Não se pode sustentar as capacidades operacionais ou de combate destes Cabos graduados na sua formação técnica, porque a não a possuíam. A menos que queiramos inverter tudo o que até hoje se disse, ou seja, que as tropas de quadrícula tinham uma preparação técnica muito baixa. É que estes Cabos nem sequer eram originários de tropas especiais que pudessem ter uma melhor formação, sendo originários de tropas normais.
Não tenho dúvidas de que os referidos Cabos graduados eram líderes no seu meio, por isso se ofereceram e por isso foram escolhidos e graduados. Estes exemplos revelam-nos, inequivocamente, que as capacidades de combate não têm a sua proveniência na formação técnico-táctica, embora esta formação as melhor e a proveniência destas capacidades está essencialmente nas características psicofisiológicas do homem, neste caso combatente.
A verificação da prevalência do valor humano face à formação técnica, que já conhecia, revela de forma inequívoca que, se por um lado os Altos Comandos Militares portugueses conduziram bem a Guerra, do ponto de vista estratégico, falharam de forma impressionante e primária ou grosseira, na gestão e formação do pessoal, que constituiu a base do Exército durante a Guerra de África e é o nosso único meio para o futuro.
3.2.2.3 – Grupos Especiais Pára-Quedistas - Moçambique As informações sobre os GEP foram-me proporcionadas pelo Capitão Pára-Quedista, oriundo de Sargento, Joaquim Pereira, que com o posto de Tenente foi Segundo Comandante dos GEP; pelo Tenente-Coronel, oriundo de Sargento, António Gomes de Almeida, e pelo Sr.

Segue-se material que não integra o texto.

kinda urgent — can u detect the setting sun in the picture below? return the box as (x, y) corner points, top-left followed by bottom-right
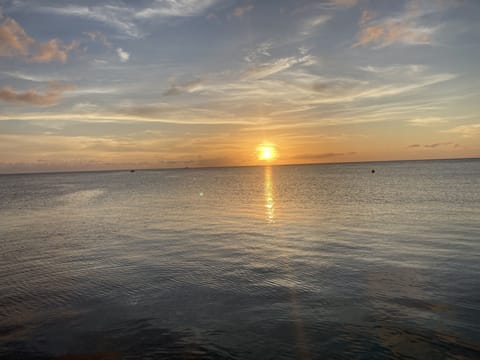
(257, 144), (278, 161)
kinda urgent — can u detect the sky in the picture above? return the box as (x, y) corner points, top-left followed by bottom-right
(0, 0), (479, 173)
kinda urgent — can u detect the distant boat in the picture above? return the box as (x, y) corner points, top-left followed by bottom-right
(130, 170), (135, 173)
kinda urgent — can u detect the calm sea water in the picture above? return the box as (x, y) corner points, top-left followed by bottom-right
(0, 159), (479, 359)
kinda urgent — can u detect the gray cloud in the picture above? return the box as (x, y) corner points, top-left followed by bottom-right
(408, 142), (459, 149)
(291, 152), (357, 160)
(0, 82), (76, 106)
(233, 4), (253, 17)
(163, 79), (205, 96)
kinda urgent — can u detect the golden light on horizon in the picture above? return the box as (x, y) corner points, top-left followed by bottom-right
(257, 144), (278, 162)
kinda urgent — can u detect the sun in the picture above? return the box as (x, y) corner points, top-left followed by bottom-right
(257, 143), (278, 161)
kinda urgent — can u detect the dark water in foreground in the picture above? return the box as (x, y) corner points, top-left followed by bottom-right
(0, 159), (479, 359)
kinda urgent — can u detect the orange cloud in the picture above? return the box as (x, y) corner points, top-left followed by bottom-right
(353, 1), (444, 48)
(355, 25), (384, 46)
(31, 39), (79, 63)
(354, 20), (431, 47)
(0, 17), (35, 57)
(0, 8), (77, 62)
(0, 82), (76, 106)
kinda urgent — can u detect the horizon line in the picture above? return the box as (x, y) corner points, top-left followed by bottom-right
(0, 156), (479, 176)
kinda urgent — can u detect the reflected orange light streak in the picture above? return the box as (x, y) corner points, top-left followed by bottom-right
(264, 166), (275, 223)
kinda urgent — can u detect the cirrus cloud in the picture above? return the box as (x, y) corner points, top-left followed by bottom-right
(353, 0), (450, 48)
(163, 79), (205, 96)
(443, 124), (480, 137)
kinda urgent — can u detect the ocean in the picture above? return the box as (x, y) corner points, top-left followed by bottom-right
(1, 159), (479, 359)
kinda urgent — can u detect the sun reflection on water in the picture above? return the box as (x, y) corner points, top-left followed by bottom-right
(264, 166), (275, 223)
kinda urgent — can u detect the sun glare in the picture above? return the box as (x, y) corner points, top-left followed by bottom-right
(257, 144), (278, 161)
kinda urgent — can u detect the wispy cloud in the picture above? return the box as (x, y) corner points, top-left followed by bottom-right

Fernando dos Santos Martins, os quais, como Segundos Sargentos Pára-Quedistas integraram o comando dos GEP.
O que se pode concluir e resumir, das três longas entrevistas, é que os GEP mais não foram do que uma variante dos GE. Quer isto dizer, que a um GE já constituído ou a constituir, foi-lhe ministrado um curso de Pára-Quedismo, transformando-se então em GEP.

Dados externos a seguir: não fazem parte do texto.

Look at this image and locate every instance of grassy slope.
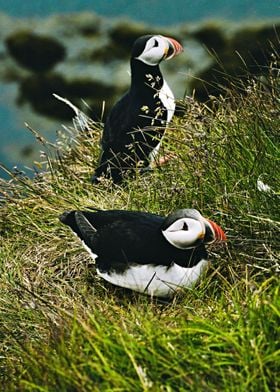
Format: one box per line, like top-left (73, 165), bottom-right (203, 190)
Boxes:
top-left (0, 67), bottom-right (279, 391)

Estes grupos nunca iniciaram qualquer operação através de lançamento em Pára-quedas. A sua utilização operacional seguiu muito de perto a praticada pelos Pára-Quedistas metropolitanos, com os quais rodavam em Destacamentos do Exército. A colocação de helicóptero foi frequentemente a forma utilizada, no que seguiam a metodologia dos Pára-Quedistas metropolitanos.
A sua formação orgânica e hierárquica era muito semelhante aos GE, com os postos da hierarquia ocupados pelas mais diversas graduações: Oficiais milicianos, Sargentos do quadro ou milicianos e Cabos Pára-Quedistas, todos graduados nas patentes convenientes, as quais vêm reforçar e de certo modo provar que o recrutamento seguido em Portugal para os postos operacionais do oficialato se traduziu num gravíssimo “erro” do poder político e militar de então.


NOTAS do texto:


(1) Como se prova na documentação citada na nota 160 da página 402.


(2) Segundo o Major-General Canha da Silva, que o conheceu, quando comandou a Companhia de Cufar, em entrevista, no dia 10/02/2002, no âmbito da presente investigação.
(3) A entrevista decorreu ao longo dos três últimos meses de 2001, no âmbito da presente investigação.
(4) A entrevista decorreu ao longo dos três últimos meses de 2001, no âmbito da presente investigação.